私はこう思う!

INDEX

石油の一滴は、血の一滴

永岡 文庸氏 fumiyou nagaoka
法政大学経済学部教授

経団連会長の石坂泰三氏が並み居る大企業トップに熱弁を振るっている。「石油の一滴は、血の一滴。日本は石油のために、世界を相手に戦争したんじゃないのか」。

敗戦から10年後の約60年前の話だ。リスクの高い日の丸油田のアラビア石油への出資を渋る財界人を叱咤し、説得しているのだ。説得は功を奏した。実は石坂氏も個人で出資、もし一発でカフジ油田が当たらなければ破産していたとの落ちがついている。

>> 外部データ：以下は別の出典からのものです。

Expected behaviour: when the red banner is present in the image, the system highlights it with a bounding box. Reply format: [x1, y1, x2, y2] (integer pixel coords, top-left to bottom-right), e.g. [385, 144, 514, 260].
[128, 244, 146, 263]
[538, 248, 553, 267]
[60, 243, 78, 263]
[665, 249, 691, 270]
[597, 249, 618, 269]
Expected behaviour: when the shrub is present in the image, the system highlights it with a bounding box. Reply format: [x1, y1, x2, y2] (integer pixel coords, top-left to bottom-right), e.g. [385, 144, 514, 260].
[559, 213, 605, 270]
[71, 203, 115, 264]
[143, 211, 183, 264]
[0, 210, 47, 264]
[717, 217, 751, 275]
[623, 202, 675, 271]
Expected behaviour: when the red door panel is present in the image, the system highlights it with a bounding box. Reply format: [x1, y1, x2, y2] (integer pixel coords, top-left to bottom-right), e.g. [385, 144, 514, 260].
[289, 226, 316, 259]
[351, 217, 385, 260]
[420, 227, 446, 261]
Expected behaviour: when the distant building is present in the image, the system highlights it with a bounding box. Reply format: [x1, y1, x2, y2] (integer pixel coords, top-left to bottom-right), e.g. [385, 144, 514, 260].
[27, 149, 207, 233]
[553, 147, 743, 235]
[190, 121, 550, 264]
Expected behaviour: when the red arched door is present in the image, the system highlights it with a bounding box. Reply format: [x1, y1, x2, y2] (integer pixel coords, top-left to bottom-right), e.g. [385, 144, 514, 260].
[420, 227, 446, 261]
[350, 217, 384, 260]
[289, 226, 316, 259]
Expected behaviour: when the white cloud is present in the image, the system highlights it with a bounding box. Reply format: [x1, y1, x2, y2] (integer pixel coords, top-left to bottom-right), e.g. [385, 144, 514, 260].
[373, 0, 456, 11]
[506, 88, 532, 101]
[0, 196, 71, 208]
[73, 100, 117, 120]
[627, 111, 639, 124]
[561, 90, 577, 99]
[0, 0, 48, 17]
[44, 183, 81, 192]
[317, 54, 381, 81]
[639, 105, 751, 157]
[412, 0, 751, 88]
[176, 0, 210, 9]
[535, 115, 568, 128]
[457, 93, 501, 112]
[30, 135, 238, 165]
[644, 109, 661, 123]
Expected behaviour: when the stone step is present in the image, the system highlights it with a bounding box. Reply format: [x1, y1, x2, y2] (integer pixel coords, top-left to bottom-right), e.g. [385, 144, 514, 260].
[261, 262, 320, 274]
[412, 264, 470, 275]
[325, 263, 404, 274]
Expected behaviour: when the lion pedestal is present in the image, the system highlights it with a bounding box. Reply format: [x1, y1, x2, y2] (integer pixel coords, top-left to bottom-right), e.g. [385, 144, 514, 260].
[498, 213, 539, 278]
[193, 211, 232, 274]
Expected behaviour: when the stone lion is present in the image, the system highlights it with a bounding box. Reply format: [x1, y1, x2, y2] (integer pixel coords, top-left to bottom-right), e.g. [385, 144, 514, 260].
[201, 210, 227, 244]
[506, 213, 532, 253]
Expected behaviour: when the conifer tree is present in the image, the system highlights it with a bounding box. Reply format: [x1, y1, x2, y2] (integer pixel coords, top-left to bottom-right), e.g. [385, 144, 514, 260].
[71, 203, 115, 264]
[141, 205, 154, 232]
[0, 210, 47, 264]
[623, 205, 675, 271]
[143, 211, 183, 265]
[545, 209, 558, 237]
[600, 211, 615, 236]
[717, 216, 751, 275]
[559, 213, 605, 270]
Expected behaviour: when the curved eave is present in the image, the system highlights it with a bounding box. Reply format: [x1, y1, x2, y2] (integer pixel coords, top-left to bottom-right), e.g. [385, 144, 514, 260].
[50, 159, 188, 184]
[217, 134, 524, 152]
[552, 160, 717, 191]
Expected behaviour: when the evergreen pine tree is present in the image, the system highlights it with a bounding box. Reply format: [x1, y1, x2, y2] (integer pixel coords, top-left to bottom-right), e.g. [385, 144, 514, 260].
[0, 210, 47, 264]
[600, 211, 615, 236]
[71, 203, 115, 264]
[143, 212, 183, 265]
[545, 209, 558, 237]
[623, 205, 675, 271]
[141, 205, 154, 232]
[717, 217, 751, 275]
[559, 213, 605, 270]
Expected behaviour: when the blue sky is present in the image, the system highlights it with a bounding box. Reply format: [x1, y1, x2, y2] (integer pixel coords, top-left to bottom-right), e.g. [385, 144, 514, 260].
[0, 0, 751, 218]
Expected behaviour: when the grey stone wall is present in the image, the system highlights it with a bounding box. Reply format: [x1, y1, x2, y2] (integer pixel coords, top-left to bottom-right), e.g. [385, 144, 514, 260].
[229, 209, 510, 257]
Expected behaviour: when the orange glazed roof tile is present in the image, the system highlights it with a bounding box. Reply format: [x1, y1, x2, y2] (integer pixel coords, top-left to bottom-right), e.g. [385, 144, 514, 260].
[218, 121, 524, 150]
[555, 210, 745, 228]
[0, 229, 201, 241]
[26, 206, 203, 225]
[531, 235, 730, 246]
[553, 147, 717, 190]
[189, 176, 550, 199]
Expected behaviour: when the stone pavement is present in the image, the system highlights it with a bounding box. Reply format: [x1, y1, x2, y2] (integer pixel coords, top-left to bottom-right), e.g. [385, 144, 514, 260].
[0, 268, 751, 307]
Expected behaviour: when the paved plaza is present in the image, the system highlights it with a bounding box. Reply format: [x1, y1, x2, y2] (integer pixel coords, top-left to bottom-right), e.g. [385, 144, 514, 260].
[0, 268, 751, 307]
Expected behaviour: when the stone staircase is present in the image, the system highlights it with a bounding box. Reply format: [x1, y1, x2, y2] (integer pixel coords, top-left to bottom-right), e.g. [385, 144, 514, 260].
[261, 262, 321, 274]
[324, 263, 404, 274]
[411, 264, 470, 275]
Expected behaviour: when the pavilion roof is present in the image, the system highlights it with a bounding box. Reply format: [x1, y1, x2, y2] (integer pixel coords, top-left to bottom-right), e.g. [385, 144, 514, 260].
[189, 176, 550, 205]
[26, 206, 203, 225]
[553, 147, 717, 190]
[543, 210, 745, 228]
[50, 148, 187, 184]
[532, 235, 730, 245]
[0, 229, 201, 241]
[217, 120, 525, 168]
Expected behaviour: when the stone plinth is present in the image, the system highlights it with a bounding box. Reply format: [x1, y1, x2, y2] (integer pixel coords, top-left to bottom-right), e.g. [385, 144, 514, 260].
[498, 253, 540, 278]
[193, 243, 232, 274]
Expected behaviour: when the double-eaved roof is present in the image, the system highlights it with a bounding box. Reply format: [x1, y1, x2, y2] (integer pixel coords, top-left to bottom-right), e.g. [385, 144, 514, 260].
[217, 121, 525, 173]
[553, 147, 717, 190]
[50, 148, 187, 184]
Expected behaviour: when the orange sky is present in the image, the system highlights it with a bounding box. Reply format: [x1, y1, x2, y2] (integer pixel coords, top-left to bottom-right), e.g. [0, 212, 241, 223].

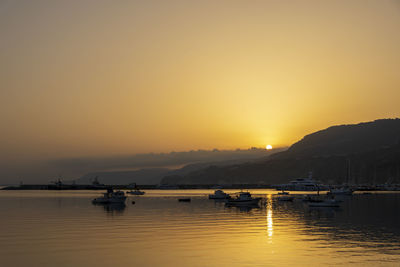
[0, 0, 400, 162]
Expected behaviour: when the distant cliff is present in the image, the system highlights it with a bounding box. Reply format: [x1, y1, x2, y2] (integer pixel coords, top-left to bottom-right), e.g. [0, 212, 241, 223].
[162, 119, 400, 184]
[76, 148, 283, 185]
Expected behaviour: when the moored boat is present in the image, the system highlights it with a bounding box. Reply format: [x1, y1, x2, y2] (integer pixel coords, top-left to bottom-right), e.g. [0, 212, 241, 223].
[208, 190, 230, 199]
[308, 199, 340, 207]
[126, 188, 145, 196]
[277, 196, 294, 201]
[328, 187, 354, 195]
[92, 188, 126, 204]
[226, 192, 261, 205]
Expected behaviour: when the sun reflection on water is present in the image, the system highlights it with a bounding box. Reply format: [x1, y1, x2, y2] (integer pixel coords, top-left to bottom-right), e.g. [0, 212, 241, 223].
[267, 195, 274, 241]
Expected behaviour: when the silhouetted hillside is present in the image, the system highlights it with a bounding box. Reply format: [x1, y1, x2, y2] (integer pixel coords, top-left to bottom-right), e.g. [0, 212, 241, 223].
[284, 119, 400, 157]
[76, 148, 282, 185]
[163, 119, 400, 184]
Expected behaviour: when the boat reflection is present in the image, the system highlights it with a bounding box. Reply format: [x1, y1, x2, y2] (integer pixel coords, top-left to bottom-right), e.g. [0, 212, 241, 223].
[266, 195, 274, 239]
[225, 203, 260, 212]
[93, 203, 126, 214]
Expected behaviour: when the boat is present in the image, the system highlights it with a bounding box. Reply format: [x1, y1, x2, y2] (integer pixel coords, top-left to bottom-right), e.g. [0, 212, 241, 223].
[277, 196, 294, 201]
[275, 172, 326, 191]
[278, 190, 289, 195]
[92, 188, 126, 204]
[226, 192, 261, 205]
[327, 187, 354, 195]
[126, 188, 145, 196]
[308, 199, 340, 207]
[303, 195, 323, 202]
[208, 190, 231, 199]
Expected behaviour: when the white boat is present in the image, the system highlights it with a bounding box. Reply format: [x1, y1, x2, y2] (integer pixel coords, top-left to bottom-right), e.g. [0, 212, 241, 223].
[278, 190, 289, 195]
[277, 196, 294, 201]
[328, 187, 354, 195]
[92, 189, 126, 204]
[208, 190, 230, 199]
[126, 189, 145, 196]
[275, 172, 326, 191]
[226, 192, 261, 205]
[308, 199, 340, 207]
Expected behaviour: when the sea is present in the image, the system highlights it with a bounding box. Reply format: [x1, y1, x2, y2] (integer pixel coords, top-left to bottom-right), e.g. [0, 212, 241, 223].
[0, 189, 400, 267]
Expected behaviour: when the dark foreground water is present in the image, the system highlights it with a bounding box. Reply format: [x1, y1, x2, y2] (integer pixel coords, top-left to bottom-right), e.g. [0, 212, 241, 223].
[0, 190, 400, 267]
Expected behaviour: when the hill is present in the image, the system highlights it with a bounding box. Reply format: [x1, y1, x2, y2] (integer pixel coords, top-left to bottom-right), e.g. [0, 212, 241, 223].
[162, 119, 400, 184]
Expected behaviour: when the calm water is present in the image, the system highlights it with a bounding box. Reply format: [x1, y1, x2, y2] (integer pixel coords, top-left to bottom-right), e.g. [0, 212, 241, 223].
[0, 190, 400, 267]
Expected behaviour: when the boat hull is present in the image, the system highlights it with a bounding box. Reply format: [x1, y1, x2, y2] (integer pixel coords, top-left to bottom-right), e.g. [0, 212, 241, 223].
[92, 197, 126, 204]
[226, 198, 261, 206]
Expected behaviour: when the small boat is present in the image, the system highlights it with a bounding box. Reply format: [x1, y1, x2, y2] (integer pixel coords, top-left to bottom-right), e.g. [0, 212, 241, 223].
[277, 196, 294, 201]
[327, 187, 354, 195]
[92, 188, 126, 204]
[308, 199, 340, 207]
[208, 190, 231, 199]
[126, 188, 145, 196]
[278, 190, 289, 195]
[226, 192, 261, 206]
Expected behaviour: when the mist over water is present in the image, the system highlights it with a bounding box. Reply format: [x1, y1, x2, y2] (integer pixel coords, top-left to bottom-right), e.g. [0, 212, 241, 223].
[0, 190, 400, 266]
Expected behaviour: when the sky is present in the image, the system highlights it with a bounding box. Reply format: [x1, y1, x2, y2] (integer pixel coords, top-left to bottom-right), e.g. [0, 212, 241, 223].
[0, 0, 400, 181]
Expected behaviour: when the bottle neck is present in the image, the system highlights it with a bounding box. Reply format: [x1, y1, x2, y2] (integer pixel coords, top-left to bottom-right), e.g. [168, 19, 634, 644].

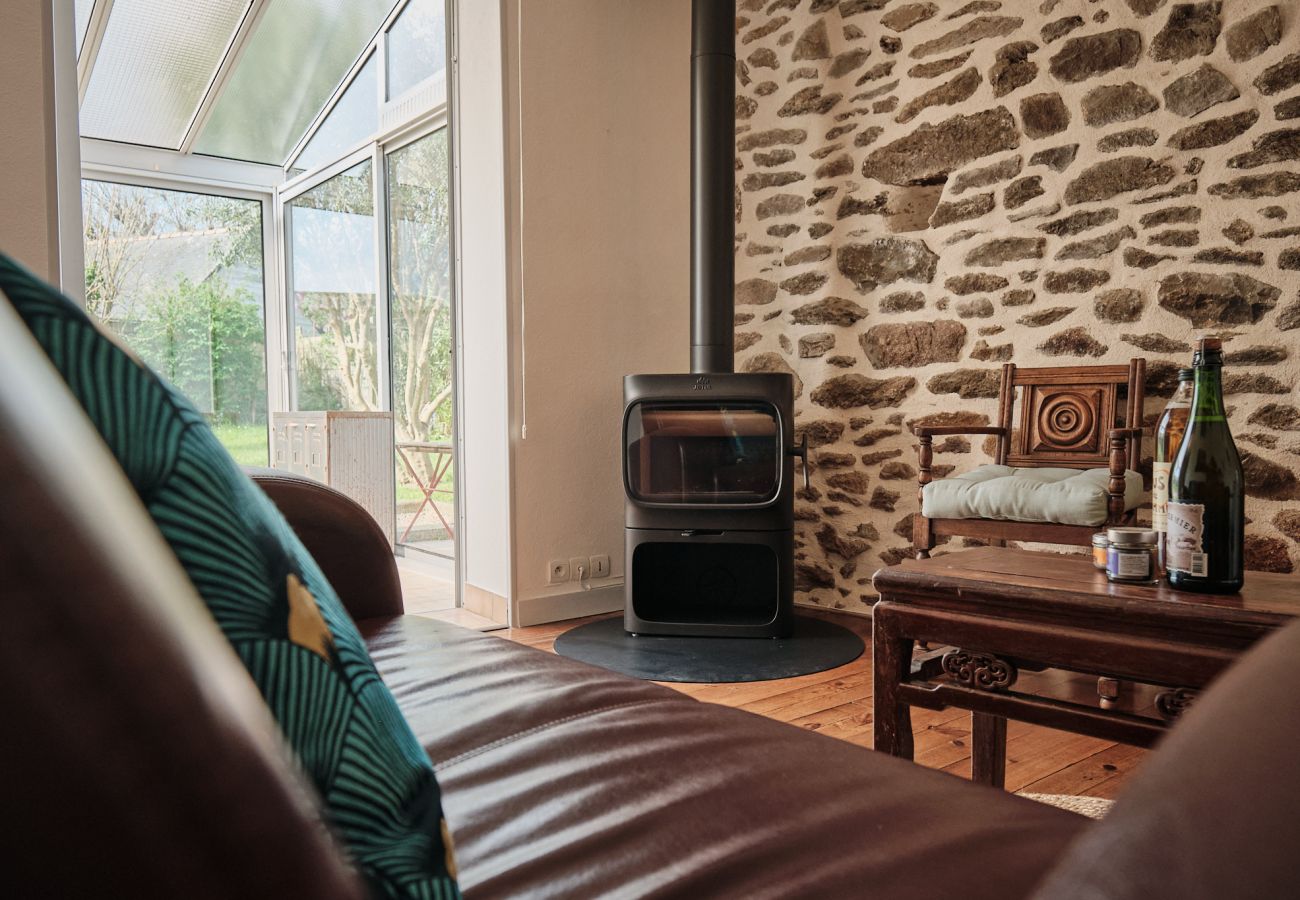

そんな経済人の熱気も今は昔の話。石坂氏ら経済界の主流を占めた「資源派財界人」という言葉はとっくに死語になっている。市場にまかせろ、アメリカに歯向かうな。こんな風潮の中で、日本のエネルギー戦略は空洞化していった。

その中で唯一の戦略が、70年代の石油危機後に始まる「脱石油(中東)」の原子力政策だったはずだ。米国の猛反対を外交交渉で説得した核燃料サイクル策も含め、日本の国益だった。メディアが「原子力村」をどのように検証しても、当時そしてその後の世界情勢の中で、原発推進は、国益が故の決断だった事実は動かない。

反省は必要だ。決断への後悔もいい。だけど糾弾する資格がメディアにあるのか。

「もし現在が過去を裁判するなら、未来が失われるだろう」と喝破したのは、ウィンストン・チャーチルだ。過去の誤りを是正し、恐るべき未来を抑制できることを願う、と続く。

恐るべき未来は、もう現実だ。電気料金の高騰、工場やデータセンターの海外移転、石油・ガスの輸入増による貿易収支の赤字拡大。国際外交の最重要課題の地球温暖化対策へのゼロ回答。原発停止で、弱い日本の外交力の切り札や信用がなくなってしまった。

日本は技術力とそれに伴う経済力がなければ世界に相手にされない。より安全な原発開発と対策と再生エネルギーの技術。危機をバネに日本は世界の先頭を走っている。

さらに、企業の省エネ技術を加えれば恐るべき未来を抑制できる。昨年末の政権交代で、現実的な是正が出来なければ「血の一滴」の悪夢がよみがえる。